The man

By Isaac N. Obasi
Your incisive piece on Reflections inside a London Church (Saturday Sun, August 27, 2016) raised some nerve-wracking issues that I wish to further reflect on given their aptness in the contemporary Nigerian Christian society.
I start by confirming that you were right in your observation that ‘those timeless hymns…driven by the harmony of the pipe organs…bring back tears in the eyes of man…Nothing can beat the joy of entering a cathedral and hearing the melodious voices of the cathedral choir singing a hymn accompanied by the organ’.

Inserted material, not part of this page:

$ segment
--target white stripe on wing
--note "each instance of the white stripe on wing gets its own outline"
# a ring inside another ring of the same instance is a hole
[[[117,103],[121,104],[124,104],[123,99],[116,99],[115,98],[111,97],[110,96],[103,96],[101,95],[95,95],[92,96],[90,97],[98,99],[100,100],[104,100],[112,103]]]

Though a Catholic, I attended a church wedding in an Anglican Church in Maitama, Abuja earlier this year, and before I knew it, tears were rolling down my cheeks as we sang with this type of organ. In fact, I sort of prematurely felt like staying in the house of God forever from there. This raises the issue of how far Nigerians are truly worshipping God in truth and in spirit, never mind the proliferation of churches, a good number of which unabashedly spend disproportionate time hoodwinking worshippers on prosperity issues.
This leads me to the more fundamental issue of football being the main religion of people of England and other parts of Europe which you raised. I agree that the god many of them worship is football but I doubt if the god we worship in Nigeria is not worse than football. In Nigeria, people worship many false gods—god of money, lies, dishonesty, corruption, kidnapping, cultism, tribalism, etc. The worst is what happens in many of the so-called house of ‘God’. The manner in which money is raised is astonishingly embarrassing to sane minds not to talk of the Almighty God.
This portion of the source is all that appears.